What We Believe
Q: What do Episcopalians believe?
A: This is very difficult to summarize in just a few paragraphs, but here goes. First, we Episcopalians believe in God the Holy Trinity, as stated in the two historic creeds (a creed is a summary statement of faith). We accept these creeds as sufficient statements of the Christian faith as it has been received by this Church. The Apostles’ Creed is traditionally associated with Baptism, while the Nicene Creed is used at the Eucharist. Both creeds describe God as Trinity, or “Three in One” – Father (Creator), Son (Redeemer), and Holy Spirit (Sanctifier).

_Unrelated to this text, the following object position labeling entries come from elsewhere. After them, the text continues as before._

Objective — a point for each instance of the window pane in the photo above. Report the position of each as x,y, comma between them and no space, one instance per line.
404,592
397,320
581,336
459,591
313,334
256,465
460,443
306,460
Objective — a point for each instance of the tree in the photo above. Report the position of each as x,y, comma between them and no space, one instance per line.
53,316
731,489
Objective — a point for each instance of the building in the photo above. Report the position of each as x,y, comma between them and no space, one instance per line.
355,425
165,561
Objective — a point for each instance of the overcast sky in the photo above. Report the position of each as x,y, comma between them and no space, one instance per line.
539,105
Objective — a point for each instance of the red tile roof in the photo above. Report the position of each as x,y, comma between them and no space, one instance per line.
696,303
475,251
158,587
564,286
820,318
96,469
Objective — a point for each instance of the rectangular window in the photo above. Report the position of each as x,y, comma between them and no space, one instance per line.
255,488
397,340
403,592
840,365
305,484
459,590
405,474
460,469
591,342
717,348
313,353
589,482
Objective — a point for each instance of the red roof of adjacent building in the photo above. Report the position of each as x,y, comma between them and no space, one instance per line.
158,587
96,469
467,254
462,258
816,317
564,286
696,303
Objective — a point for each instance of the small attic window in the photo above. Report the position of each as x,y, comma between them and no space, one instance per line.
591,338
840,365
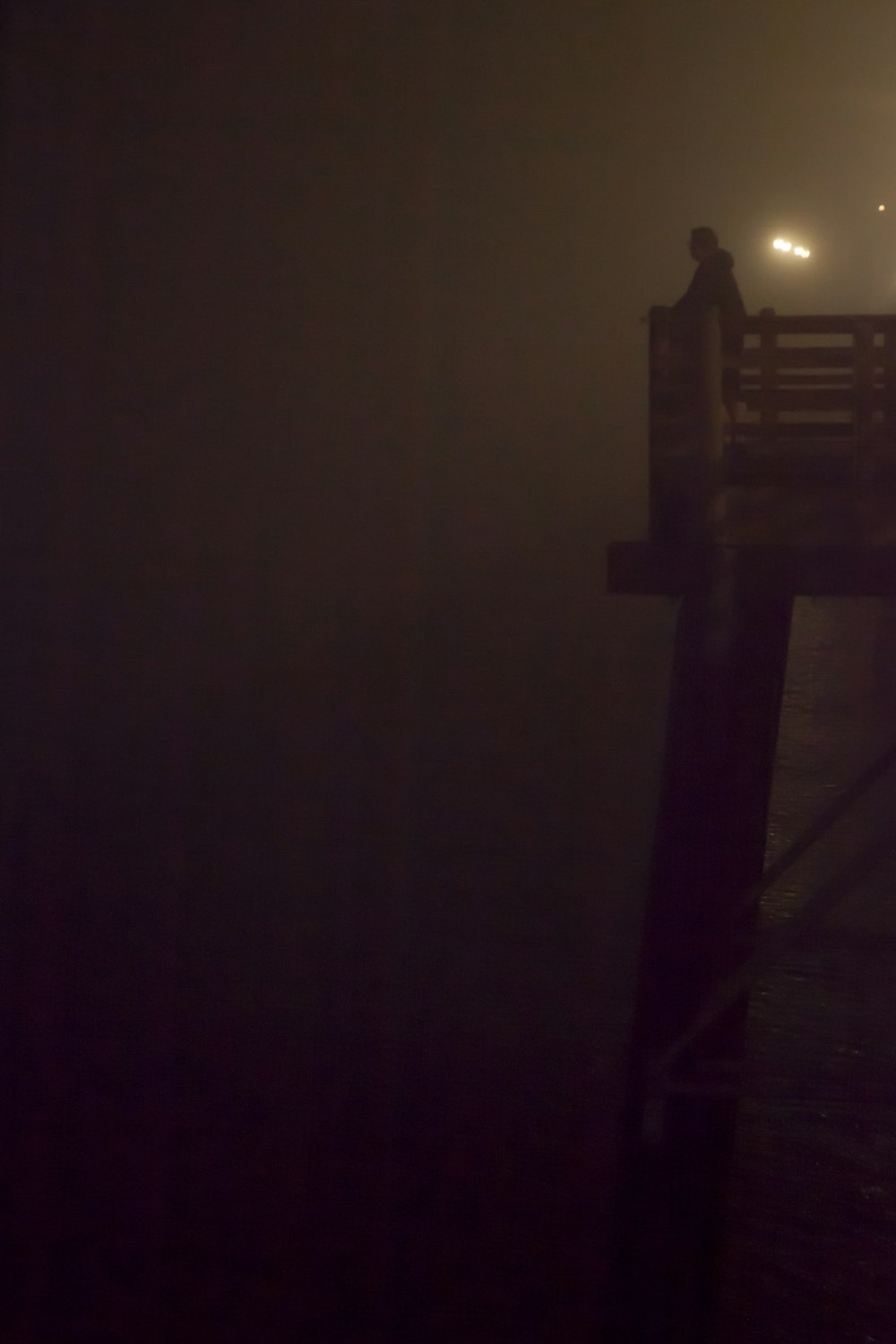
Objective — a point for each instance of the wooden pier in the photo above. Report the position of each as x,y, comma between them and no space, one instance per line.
798,497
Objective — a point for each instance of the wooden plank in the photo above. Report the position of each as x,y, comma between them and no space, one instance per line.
806,570
810,398
798,429
820,323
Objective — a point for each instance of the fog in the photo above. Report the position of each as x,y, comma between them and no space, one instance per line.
332,763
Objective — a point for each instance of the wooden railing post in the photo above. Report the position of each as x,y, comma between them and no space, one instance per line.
767,374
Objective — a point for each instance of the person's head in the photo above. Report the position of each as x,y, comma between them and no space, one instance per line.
702,242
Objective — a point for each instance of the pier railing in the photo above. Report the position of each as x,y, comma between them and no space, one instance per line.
815,406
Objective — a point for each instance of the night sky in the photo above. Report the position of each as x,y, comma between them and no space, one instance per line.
330,768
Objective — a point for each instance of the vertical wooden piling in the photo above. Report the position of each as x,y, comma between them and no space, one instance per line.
890,383
727,680
685,426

We believe that the Bible is God’s Word, particularly in the sense that God still speaks to us through scripture today. It is in scripture that we read the story of salvation, that is, the story of God’s determination to save his chosen people from sin and death. The promise of salvation was given first to Abraham and his family; affirmed in the Exodus of the Hebrew people from slavery in Egypt; and fulfilled in the life, death and resurrection of Jesus Christ, God’s only and incarnate Son (incarnate means made flesh).
The first four books of the New Testament (or Christian scriptures) are called gospels (gospel means good news). These books – Matthew, Mark, Luke, and John – are where we find the story of Jesus. Matthew and Luke record Jesus’ birth at Bethlehem. Mark and John begin his story with the baptism of Jesus in the River Jordan. All four gospels tell of his mighty works of preaching, teaching and healing, and especially of his last week in Jerusalem. It is Jesus’ final week in the Holy City that is the core of the gospel message. Here we learn of Jesus’ last supper with his friends, his institution of the Holy Eucharist (or Holy Communion), his arrest and trial, his execution on a cross, his burial, and finally his resurrection on the first Easter Day. Jesus is both our personal Savior and Savior of the whole world.
We Episcopalians believe that the Christian Church is (to use the Apostle Paul’s wonderful image) the Body of Christ, with Jesus as head and all of us as “members”, i.e., arms, legs, etc. This Body of Christ embraces not only us, but also Catholics, Methodists, Presbyterians, Baptists, Orthodox, and Christians of every description throughout the world. The Church is traditionally described as One (unified), Holy (sacred, or set apart), Catholic (universal), and Apostolic (an apostle is one who is sent; apostolic means sent to proclaim the good news). As members of the Body, we are called to be Jesus’ companions and co-workers. Like him we are called not to be served, but to serve. This “servant ministry” is a core element of Christian living.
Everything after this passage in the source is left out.